Seven West acquired TriEvents in 2015 with the intention to help scale the company, he said.

“We had a good reputation and operations experience to deliver events, and the executives who were involved in our acquisition could see the benefit of the marketing reach that they could provide with all their various assets,” Mr Budge told Business News.

“We’ll run the events and they’ll promote them, that was the point.

“You sort of get to the point as a small business of wondering how much further you can take it as you are.”

Mr Budge said HBF Run for a Reason and the Rottnest Channel Swim were the exceptions to the downward trend in participation numbers, with HBF having attracted about 35,000 participants this year.

HBF head of sponsorship and community engagement, Alex Weir, said TriEvents had been behind HBF Run for a Reason since its inception in 2010 and it was disappointing to lose a strong partner.

“We didn’t think it was likely to happen and hadn’t been given the word in advance through Seven West that it was on the cards either,” he said.

Mr Weir said while TriEvents would have been a strong contender for HBF’s next tendering process, its three-year contract had just ended, meaning HBF was not significantly affected.

“We’re confident there are enough options out there and it seems to be that there’s a few coming out of the woodwork at the moment to fill the void,” Mr Weir told Business News.
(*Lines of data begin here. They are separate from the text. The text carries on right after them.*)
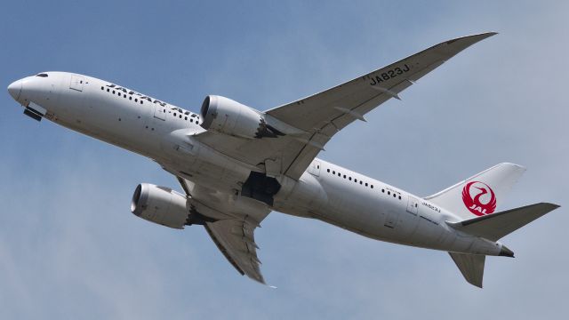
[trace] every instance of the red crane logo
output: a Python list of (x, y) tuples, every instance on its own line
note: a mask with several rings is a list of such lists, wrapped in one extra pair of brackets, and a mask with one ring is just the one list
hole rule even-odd
[(462, 201), (469, 211), (477, 216), (493, 213), (496, 210), (494, 191), (484, 182), (467, 183), (462, 188)]

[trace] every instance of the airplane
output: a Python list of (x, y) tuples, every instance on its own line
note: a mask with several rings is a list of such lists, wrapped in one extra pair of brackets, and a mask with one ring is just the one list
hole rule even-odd
[(208, 95), (199, 114), (115, 83), (41, 72), (8, 86), (43, 118), (156, 162), (183, 193), (139, 184), (136, 216), (183, 229), (204, 226), (228, 262), (265, 284), (254, 230), (270, 212), (317, 219), (361, 236), (448, 252), (482, 288), (486, 256), (514, 257), (499, 239), (555, 210), (539, 203), (497, 212), (525, 171), (503, 163), (429, 196), (317, 157), (332, 137), (493, 32), (445, 41), (322, 92), (266, 111)]

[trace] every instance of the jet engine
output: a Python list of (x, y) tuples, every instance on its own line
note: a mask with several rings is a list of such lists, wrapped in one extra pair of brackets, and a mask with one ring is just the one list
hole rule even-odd
[(186, 196), (170, 188), (141, 183), (132, 195), (131, 212), (148, 221), (181, 229), (190, 208)]
[(284, 135), (268, 122), (272, 119), (252, 108), (230, 99), (210, 95), (201, 108), (202, 127), (244, 139), (276, 138)]

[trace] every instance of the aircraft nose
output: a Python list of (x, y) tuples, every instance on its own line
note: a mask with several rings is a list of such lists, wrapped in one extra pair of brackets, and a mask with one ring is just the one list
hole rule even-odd
[(18, 98), (20, 98), (20, 93), (21, 92), (21, 80), (16, 80), (8, 85), (8, 93), (16, 101)]

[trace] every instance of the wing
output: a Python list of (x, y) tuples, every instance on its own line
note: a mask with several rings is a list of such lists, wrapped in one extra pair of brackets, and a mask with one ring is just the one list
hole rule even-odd
[(197, 139), (216, 150), (267, 175), (293, 179), (306, 168), (340, 130), (412, 85), (467, 47), (495, 33), (449, 40), (385, 68), (313, 96), (266, 111), (267, 115), (303, 132), (294, 136), (245, 140), (205, 132)]
[(178, 177), (190, 196), (192, 213), (200, 219), (208, 235), (225, 258), (241, 274), (265, 284), (257, 257), (254, 230), (268, 215), (268, 207), (243, 196), (220, 193)]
Corporate Sports Australia operated disability services Activ Foundation’s City to Surf event for about seven years before being dropped in 2017.

A government grant submission by Activ Foundation said that, under Corporate Events Australia’s management, the event experienced a period of declining participation, leading Activ to take the event in-house for the first time in 2017.

Activ chief executive Danielle Newport said about 20,000 people took part in the 2017 Chevron City to Surf.

That number is relatively on par with the 2016 figure, with Perth city participation reported to be about 16,200 and regional numbers typically around 3,000 to 4,000.

At its peak in 2013, the event attracted about 50,000 participants statewide.

But Corporate Sports seems to have landed on its feet despite losing the event, gaining the rights to execute mass participation events out of Optus Stadium, where it will be launching a new Perth Running Festival in October this year.

Harry Perkins Institute of Medical Research has been chosen as the event’s beneficiary, meaning participants can opt in to donate to the Perkins Institute when paying for admission into the event, or they can choose to fundraise in the institute’s name.

Perkins head of marketing and fundraising, Paige Gibbs, said about 25 per cent of participants had been choosing to donate.

Perkins partnership manager Kirstyn Johnson said Corporate Sports had chosen Harry Perkins for its broad relevance to the community.

“We do a wide range of things here; we’re doing cancers, diabetes and heart disease, rare genetic disorders, so we’re focusing on the major adult disease killers in WA that have global relevance,” she said.

Ms Johnson said Perkins also had an existing relationship with Corporate Sports, given it had managed its Hawaiian Walk for Women’s Cancer for the past two years.

Ms Johnson said Corporate Sports had big plans for the running festival and it provided a solid branding opportunity for the Perkins Institute.